Utilization of G-Programming Language for Educational Control Application: Case Study of Magnetic Levitation of Elastic Beam
Abdallah Amr, Mostafa Eshra, Ayman A. Nada
TL;DR
This work addresses control education by leveraging LabVIEW G-programming to implement and compare classical control strategies on a magnetic levitation setup with an elastic cantilever beam. By deriving a linearized plant model, the authors design and tune PID and Lead-Lag compensators, validate them in simulation, and realize real-time hardware-in-the-loop control via an Arduino LINX interface. The study highlights the impact of solver choice and sampling on real-time performance and demonstrates practical, low-cost teaching tools for control concepts such as stability, overshoot, and settling time.
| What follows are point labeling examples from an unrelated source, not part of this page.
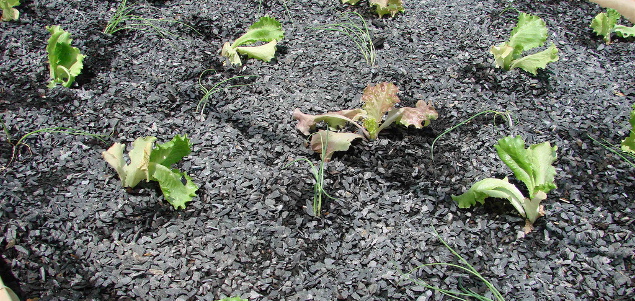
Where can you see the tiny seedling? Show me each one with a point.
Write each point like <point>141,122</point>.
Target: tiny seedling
<point>382,7</point>
<point>317,170</point>
<point>530,32</point>
<point>125,19</point>
<point>532,166</point>
<point>267,30</point>
<point>505,115</point>
<point>604,24</point>
<point>65,61</point>
<point>465,267</point>
<point>8,12</point>
<point>207,92</point>
<point>358,32</point>
<point>21,142</point>
<point>154,164</point>
<point>377,113</point>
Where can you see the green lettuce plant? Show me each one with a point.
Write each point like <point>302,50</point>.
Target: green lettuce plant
<point>377,113</point>
<point>604,24</point>
<point>267,29</point>
<point>8,12</point>
<point>153,163</point>
<point>530,32</point>
<point>382,7</point>
<point>65,61</point>
<point>532,166</point>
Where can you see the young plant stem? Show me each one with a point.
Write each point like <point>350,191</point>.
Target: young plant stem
<point>200,107</point>
<point>359,34</point>
<point>466,267</point>
<point>497,113</point>
<point>318,174</point>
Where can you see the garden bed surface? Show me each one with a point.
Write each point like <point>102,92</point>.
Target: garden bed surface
<point>69,230</point>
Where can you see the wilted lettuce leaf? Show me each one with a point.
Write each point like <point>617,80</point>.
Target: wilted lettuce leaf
<point>8,12</point>
<point>624,7</point>
<point>530,32</point>
<point>604,23</point>
<point>335,142</point>
<point>532,62</point>
<point>378,100</point>
<point>266,29</point>
<point>384,7</point>
<point>628,144</point>
<point>335,120</point>
<point>419,116</point>
<point>530,165</point>
<point>65,61</point>
<point>153,164</point>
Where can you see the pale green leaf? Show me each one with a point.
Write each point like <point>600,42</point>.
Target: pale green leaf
<point>495,188</point>
<point>264,52</point>
<point>335,142</point>
<point>171,152</point>
<point>174,191</point>
<point>532,62</point>
<point>266,29</point>
<point>530,32</point>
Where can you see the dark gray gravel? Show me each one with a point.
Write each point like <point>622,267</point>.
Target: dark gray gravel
<point>69,231</point>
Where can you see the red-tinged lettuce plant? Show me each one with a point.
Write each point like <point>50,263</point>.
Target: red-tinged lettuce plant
<point>532,166</point>
<point>377,113</point>
<point>382,7</point>
<point>154,164</point>
<point>530,32</point>
<point>267,29</point>
<point>604,24</point>
<point>8,12</point>
<point>65,61</point>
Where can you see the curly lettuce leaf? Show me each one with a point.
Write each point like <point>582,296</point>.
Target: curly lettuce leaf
<point>384,7</point>
<point>532,62</point>
<point>530,32</point>
<point>65,61</point>
<point>532,166</point>
<point>419,116</point>
<point>174,191</point>
<point>335,120</point>
<point>266,29</point>
<point>624,7</point>
<point>604,23</point>
<point>8,12</point>
<point>491,187</point>
<point>335,142</point>
<point>264,52</point>
<point>628,144</point>
<point>378,100</point>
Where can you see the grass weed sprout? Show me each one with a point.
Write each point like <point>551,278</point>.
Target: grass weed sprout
<point>506,115</point>
<point>465,293</point>
<point>317,170</point>
<point>357,30</point>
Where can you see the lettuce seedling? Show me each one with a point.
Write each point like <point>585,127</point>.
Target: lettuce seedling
<point>154,164</point>
<point>604,24</point>
<point>8,12</point>
<point>377,113</point>
<point>530,32</point>
<point>532,166</point>
<point>65,61</point>
<point>267,29</point>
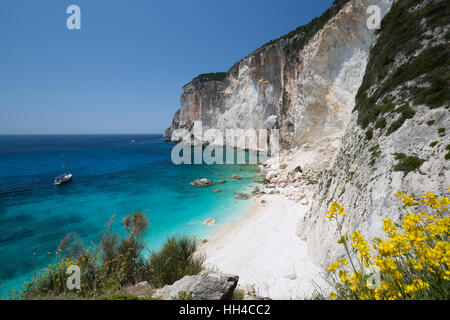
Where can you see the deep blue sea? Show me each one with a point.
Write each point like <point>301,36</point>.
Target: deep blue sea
<point>112,175</point>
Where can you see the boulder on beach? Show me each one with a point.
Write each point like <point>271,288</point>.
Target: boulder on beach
<point>242,196</point>
<point>209,221</point>
<point>202,182</point>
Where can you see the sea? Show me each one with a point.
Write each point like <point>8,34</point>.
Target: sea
<point>113,175</point>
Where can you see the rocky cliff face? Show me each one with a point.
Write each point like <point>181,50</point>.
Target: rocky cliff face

The findings support the use of LabVIEW as an accessible platform for experiential learning in control engineering, enabling rapid prototyping, visualization, and validation on affordable hardware.
Abstract
This paper presents the practical employment of G-Programming tools to demonstrate, design, and implement traditional control algorithms upon magnetic levitation system. The complexity of controlling this type of fast dynamic and sensitive system is vital for highlighting the capabilities of LabVIEW G-programming in control education. PID and Lead-Lag controllers are designed and implemented within the LabVIEW environment, with the ability to tune and optimize the controllers utilizing the Virtual Instruments (VIs) of the control design and simulation toolkit. The paper enables the reader to understand the modelling, testing the control action, and dynamic simulation of the system. Then, deploying the control law in real time. It can be concluded that the G programming shows a suitable and easy tool for facilitating hands-on, experiential learning and validation in control systems engineering.